Face à la recrudescence des conflits fonciers et aux nombreuses dérives constatées dans le traitement judiciaire de ces dossiers, une nouvelle orientation procédurale vient d’être arrêtée au plus haut niveau de l’appareil judiciaire en République démocratique du Congo.

Désormais, les parties engagées dans des litiges fonciers ne pourront plus se faire représenter par leurs avocats lors des audiences.

Cette mesure annoncée par le Premier Président de la cour de cassation Elie – Léon Ndomba Kabeya vise à mettre un terme aux multiples manœuvres frauduleuses observées dans ce contentieux sensible, où des individus mal intentionnés intentent des actions judiciaires en se dissimulant derrière des personnes dites « fictives », souvent absentes physiquement mais représentées par des conseils juridiques.

Selon les autorités judiciaires, cette pratique a favorisé la prolifération de procès fondés sur des identités usurpées ou des droits inexistants, contribuant ainsi à l’insécurité foncière et à la spoliation de nombreux citoyens.

Sur décision du Premier Président de la Cour de cassation, la présence personnelle et obligatoire des parties au procès est désormais exigée afin de garantir l’authenticité des prétentions et la transparence des débats.

Par ailleurs, un autre changement majeur concerne le rôle des juges dans l’administration de la preuve.

Il ne sera plus admis que les juridictions rendent leurs verdicts sans se rendre physiquement sur les lieux du litige, notamment dans les parcelles, domaines ou concessions foncières disputés.

Cette descente sur terrain devient une exigence incontournable pour permettre aux magistrats d’apprécier concrètement la réalité des faits, les limites des propriétés et les occupations effectives.

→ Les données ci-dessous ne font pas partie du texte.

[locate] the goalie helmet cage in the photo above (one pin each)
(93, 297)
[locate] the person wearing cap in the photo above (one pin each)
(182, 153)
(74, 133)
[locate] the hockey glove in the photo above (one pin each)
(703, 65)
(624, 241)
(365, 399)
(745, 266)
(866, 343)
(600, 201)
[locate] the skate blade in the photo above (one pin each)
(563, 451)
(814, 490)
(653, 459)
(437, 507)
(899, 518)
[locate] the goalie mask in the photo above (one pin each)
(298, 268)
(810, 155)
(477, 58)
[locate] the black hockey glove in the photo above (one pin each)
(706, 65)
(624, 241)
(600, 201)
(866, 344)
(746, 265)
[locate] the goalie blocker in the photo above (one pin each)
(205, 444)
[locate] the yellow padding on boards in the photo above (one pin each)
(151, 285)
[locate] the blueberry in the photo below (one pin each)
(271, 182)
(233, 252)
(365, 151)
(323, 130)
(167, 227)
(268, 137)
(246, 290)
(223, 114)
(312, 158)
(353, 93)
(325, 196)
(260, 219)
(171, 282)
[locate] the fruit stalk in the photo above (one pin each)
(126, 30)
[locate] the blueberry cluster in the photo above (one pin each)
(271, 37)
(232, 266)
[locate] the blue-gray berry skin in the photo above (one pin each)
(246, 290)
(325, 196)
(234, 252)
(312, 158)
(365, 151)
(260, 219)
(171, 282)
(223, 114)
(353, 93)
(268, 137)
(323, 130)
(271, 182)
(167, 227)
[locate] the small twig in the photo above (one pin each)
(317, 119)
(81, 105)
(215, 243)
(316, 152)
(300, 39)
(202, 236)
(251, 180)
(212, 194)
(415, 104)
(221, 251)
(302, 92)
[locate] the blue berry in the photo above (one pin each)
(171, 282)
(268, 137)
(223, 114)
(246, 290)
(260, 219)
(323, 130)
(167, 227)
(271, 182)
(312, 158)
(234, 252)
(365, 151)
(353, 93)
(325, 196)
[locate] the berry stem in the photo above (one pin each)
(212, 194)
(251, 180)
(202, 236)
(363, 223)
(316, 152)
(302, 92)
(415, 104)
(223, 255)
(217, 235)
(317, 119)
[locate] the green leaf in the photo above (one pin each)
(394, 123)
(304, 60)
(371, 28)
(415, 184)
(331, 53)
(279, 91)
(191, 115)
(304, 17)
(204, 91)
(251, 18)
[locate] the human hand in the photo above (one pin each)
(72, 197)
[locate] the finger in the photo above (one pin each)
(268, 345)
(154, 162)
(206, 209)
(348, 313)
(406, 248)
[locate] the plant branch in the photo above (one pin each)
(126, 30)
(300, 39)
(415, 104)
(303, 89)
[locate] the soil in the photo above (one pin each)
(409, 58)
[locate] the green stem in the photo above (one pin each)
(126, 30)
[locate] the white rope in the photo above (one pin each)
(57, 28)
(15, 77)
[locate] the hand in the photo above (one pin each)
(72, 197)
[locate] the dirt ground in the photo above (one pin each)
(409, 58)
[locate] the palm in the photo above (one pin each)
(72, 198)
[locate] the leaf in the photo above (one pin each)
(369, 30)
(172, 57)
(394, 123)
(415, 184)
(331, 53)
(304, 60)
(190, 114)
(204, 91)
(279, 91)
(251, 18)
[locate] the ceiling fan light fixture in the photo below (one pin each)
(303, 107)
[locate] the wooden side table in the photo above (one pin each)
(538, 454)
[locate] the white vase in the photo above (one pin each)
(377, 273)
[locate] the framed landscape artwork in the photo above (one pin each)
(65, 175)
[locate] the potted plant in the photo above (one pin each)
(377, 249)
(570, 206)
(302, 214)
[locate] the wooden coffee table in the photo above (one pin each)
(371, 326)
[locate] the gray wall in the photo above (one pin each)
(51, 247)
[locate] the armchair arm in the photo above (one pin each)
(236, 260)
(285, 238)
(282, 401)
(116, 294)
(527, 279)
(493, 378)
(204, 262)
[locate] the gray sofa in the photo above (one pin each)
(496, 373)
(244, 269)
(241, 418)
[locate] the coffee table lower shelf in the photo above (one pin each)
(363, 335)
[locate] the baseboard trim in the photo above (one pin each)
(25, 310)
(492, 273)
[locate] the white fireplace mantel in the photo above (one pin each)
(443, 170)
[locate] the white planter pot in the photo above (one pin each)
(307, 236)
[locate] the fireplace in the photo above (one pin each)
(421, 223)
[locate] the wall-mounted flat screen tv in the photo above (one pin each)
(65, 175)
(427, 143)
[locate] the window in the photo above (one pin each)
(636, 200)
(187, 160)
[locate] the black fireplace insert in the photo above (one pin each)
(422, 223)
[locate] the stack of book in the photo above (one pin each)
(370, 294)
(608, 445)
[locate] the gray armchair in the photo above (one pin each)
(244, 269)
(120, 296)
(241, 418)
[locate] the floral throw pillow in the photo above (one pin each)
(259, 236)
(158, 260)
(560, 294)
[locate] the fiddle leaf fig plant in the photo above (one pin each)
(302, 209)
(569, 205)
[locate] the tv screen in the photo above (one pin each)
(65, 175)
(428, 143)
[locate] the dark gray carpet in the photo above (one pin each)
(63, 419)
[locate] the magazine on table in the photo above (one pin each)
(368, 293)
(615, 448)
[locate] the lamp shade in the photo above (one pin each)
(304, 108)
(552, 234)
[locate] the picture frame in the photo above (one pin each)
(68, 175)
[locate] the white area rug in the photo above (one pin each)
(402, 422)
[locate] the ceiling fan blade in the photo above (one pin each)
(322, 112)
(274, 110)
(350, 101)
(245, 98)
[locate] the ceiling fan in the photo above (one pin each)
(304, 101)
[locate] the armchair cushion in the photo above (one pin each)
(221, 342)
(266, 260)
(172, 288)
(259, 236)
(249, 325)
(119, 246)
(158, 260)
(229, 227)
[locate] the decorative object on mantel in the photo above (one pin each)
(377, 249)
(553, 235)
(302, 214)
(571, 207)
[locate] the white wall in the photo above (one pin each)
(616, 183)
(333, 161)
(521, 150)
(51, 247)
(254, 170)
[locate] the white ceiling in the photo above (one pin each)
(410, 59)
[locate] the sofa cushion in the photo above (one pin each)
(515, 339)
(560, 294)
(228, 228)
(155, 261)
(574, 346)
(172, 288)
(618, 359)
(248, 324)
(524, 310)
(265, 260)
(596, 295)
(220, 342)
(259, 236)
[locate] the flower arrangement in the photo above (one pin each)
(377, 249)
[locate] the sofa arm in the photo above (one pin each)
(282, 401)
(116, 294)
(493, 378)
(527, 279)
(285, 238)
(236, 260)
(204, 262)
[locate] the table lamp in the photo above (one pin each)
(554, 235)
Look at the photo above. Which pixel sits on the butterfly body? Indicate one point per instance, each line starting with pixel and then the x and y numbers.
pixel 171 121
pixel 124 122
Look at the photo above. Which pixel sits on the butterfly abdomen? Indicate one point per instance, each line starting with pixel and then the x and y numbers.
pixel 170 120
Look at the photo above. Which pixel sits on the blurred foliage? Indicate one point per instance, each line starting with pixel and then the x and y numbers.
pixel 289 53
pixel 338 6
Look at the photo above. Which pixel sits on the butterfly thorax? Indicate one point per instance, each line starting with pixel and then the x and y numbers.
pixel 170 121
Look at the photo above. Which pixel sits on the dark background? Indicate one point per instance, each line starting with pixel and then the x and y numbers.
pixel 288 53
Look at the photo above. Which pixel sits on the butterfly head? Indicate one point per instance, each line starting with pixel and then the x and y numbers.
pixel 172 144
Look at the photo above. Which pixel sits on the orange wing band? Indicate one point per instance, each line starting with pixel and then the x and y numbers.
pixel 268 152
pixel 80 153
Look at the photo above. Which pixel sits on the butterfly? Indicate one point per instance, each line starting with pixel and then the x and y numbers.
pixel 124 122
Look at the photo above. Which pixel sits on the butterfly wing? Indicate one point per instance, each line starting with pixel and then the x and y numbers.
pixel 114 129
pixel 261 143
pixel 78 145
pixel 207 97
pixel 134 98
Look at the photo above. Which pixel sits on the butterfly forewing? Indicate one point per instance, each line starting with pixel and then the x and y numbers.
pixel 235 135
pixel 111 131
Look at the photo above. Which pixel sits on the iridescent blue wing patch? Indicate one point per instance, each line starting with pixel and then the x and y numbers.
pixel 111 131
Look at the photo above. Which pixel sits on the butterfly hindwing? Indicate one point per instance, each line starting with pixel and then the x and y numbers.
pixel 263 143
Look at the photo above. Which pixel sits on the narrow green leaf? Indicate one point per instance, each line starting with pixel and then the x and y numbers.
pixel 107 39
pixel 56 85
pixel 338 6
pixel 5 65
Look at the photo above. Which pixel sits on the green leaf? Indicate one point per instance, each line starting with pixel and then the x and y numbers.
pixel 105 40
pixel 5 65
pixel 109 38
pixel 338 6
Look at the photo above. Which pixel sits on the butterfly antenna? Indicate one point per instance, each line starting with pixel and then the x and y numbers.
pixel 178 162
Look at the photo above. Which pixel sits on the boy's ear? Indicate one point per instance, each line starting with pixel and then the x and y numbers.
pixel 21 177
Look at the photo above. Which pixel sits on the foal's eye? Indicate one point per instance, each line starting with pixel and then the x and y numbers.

À travers ces nouvelles mesures, la justice congolaise entend assainir le contentieux foncier, restaurer la confiance des justiciables et lutter efficacement contre les réseaux de délinquance foncière qui exploitent les failles procédurales.

Elles s’inscrivent dans une dynamique plus large de réforme visant à renforcer l’État de droit et à sécuriser les droits de propriété en RDC.